Many smaller cities fare well for employee satisfaction as well. Salt Lake City, Austin, Raleigh-Durham, and Oklahoma City all make the cut. Major east coast mainstays Boston and Washington, D.C. have satisfied workforces as well, as does the Pacific Northwest’s tech flagship, Seattle.”

Hunter Rawlings, former president of Cornell University and current president of the Association of American Universities disputed the view that college is a commodity.

“A college education, then, if it is a commodity, is no car. The courses the student decides to take (and not take), the amount of work the student does, the intellectual curiosity the student exhibits, her participation in class, his focus and determination — all contribute far more to her educational “outcome” than the college’s overall curriculum, much less its amenities and social life. Yet most public discussion of higher ed today pretends that students simply receive their education from colleges the way a person walks out of Best Buy with a television.

Students need to apply themselves to the daunting task of using their minds, a much harder challenge than most people realize, until they actually try to do it. To write a thoughtful, persuasive argument requires hard thinking and clear, cogent rhetoric. To research any moderately complex topic requires formulating good questions, critically examining lots of evidence, analyzing one’s data, and presenting one’s findings in succinct prose or scientific formulas.”

The Atlantic’s Michael Levitin reflected on ‘The Triumph of Occupy Wall Street’.

“Nearly four years after the precipitous rise of Occupy Wall Street, the movement so many thought had disappeared has instead splintered and regrown into a variety of focused causes. Income inequality is the crisis du jour—a problem that all 2016 presidential candidates must grapple with because they can no longer afford not to.
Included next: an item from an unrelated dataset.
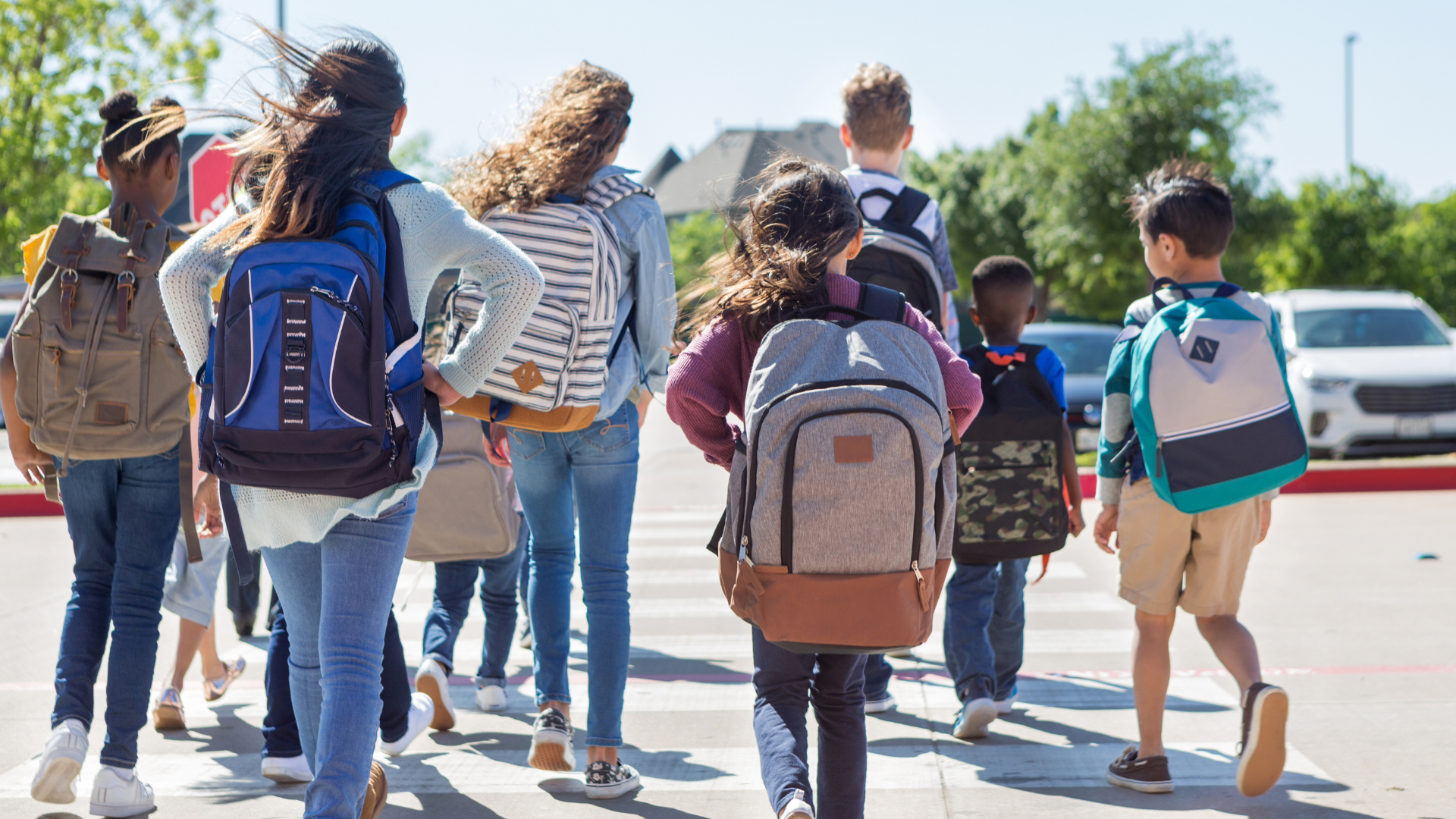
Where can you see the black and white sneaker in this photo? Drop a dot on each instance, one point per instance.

And, in fact, it’s just one of a long list of legislative and political successes for which the Occupy movement can take credit.”

And finally, for all you sports fans, the US Women’s National Team began their quest for soccer’s world cup with a win over Australia and a draw with Sweden.  Caitlyn Kelley, writing in The New Yorker, ‘The Hope Solo Fiasco’, asked the question on the minds of many loyal followers, “Am I going to have to root for Hope Solo if I want to root for Team U.S.A.?”

“This summer it will be sixteen years since the U.S. women last won the World Cup, which was hosted in the United States. The success of the tournament—not just the fact that the American women took home the trophy but that they did it in front of packed stadiums and record millions of television viewers—was an affirmation of the value of Title IX. Thanks to that piece of legislation, we want and expect women to have the same opportunities as men in sports. We should hold women athletes—and their organizations—equally accountable for mistakes, too.”